Изба, в которой жил Китка со своей прабабушкой, ничем не отличалась от остальных изб в Сопушках. Высоченное крыльцо, толстые, потемневшие от времени бревна, малюсенькие оконца. Под одной крышей с домом — двор для скота. А фундамент у избы такой высокий, что окна торчат где-то на уровне нормального второго этажа.

Бабушка сидела за некрашеным столом и через лупу на черной ручке разглядывала в «Огоньке» картинки. На ногах у нее болтались меховые лётные унты, а во рту над нижней губой торчало два длинных зуба.

Увидев нас, бабушка всполошилась, подпрыгнула и замахала лупой на черной ручке.

— Сгинь, сатана, нечистая сила! — закричала бабушка. — Сгинь!

Мы попятились к двери, а бабушка ловко схватила от печи ухват.
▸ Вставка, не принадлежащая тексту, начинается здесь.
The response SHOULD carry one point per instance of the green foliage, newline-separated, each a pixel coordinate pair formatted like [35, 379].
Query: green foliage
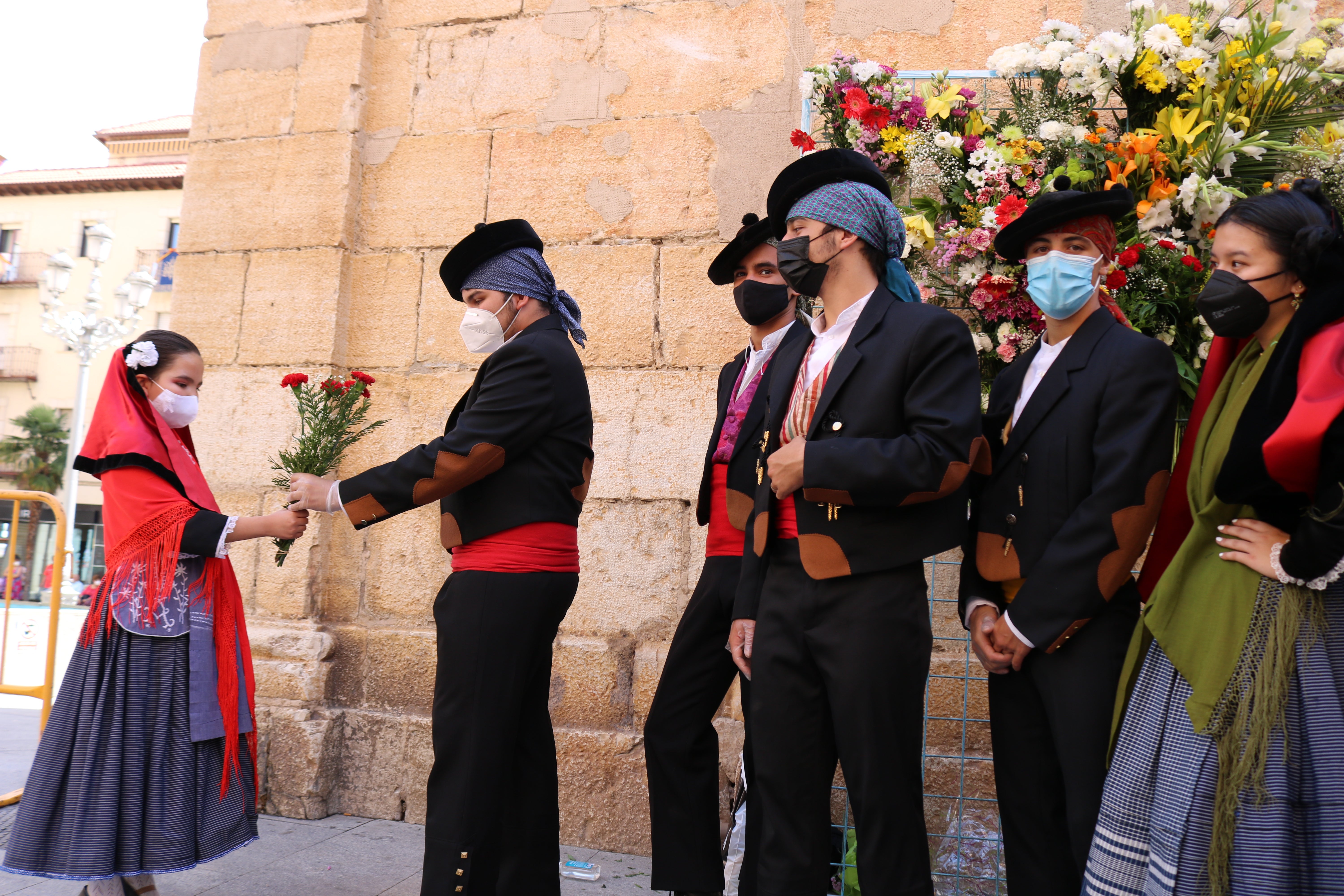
[331, 420]
[41, 454]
Только тут мы догадались, что кричит она не на нас, а на кота Альфреда, который выглядывал из-за наших ног. Кот тоже об этом вовремя догадался и быстренько сгинул.

Оказалось, что сегодня ильин день. А в этот день собак и кошек в избы не пускают.

— Ишь, как тебе ногу-то! — успокоившись, сказала бабушка. — В ильин день, знамо дело, всякому зверю воля дадена.

— А еще что в ильин? — поинтересовался Кит.

— Олень копыто омочил, вода холодна, — сказала бабушка, забинтовывая Эдькину ногу. — На Илью до обеда лето, после обеда осень. Не туго?

— Нет, спасибо, — сказал Эдька, собираясь подняться с лавки.

— Сиди, сиди, — приказала бабушка и, сжав кулачок, закачала им в такт словам у сморщенного подбородка. — На море на окияне, на острове на Буяне, — заговорила она нараспев, — лежит бел горюч камень Алатырь. На том камне Алатыре сидит красна девица, швея-мастерица. Держит она иглу булатную, вдевает нитку шелковую, рудо-желтую, зашивает раны кровавые. Заговариваю я Эдю от порезу. Булат, прочь отстань, а ты, кровь, течь перестань… Тьфу ты, имечко тебе прилепили, прости осподи! — неожиданно закончила она.

Темные бревенчатые стены дышали стариной. Что-то таинственное и сказочное было и в широких лавках вдоль стен, и в добротном некрашеном столе, и в прялке у окна, и в тусклых иконах, на которых уже и не разобрать было, что нарисовано.

— А тебе, парень, летать, никак, похотелось? — посмотрела на меня бабушка.

Я не ответил. Чего на такой вопрос ответишь? Я разглядывал полки с Киткиными книгами, над которыми был приколот к стене вырезанный из «Огонька» портрет Ленина.

— Похотелось Вольге много мудрости, — снова заговорила бабушка. — Щукой-рыбой похотелось ему ходить во глубоких морях, птицей-соколом похотелось летать под оболока…

На коричневом, ссохшемся лице ее двигались глубокие морщины. Когда она что-нибудь рассказывала, мне всегда казалось, что это не по-настоящему, что все это когда-то уже было.

Она начала рассказ про Вольгу Святославовича и неожиданно замолчала. У нее частенько случалось так: начнет и бросит на пол-пути.

— А дальше? — не удержался Эдька.

— А дальше был себе царь Додон, — сказала бабушка, — застроил он костяной дом. Набрали со всего царства костей. Стали мочить — перемочили. Стали сушить — кости пересохли. Опять намочили. А когда намокнут, тогда доскажу. Скидавай штаны, зачиним.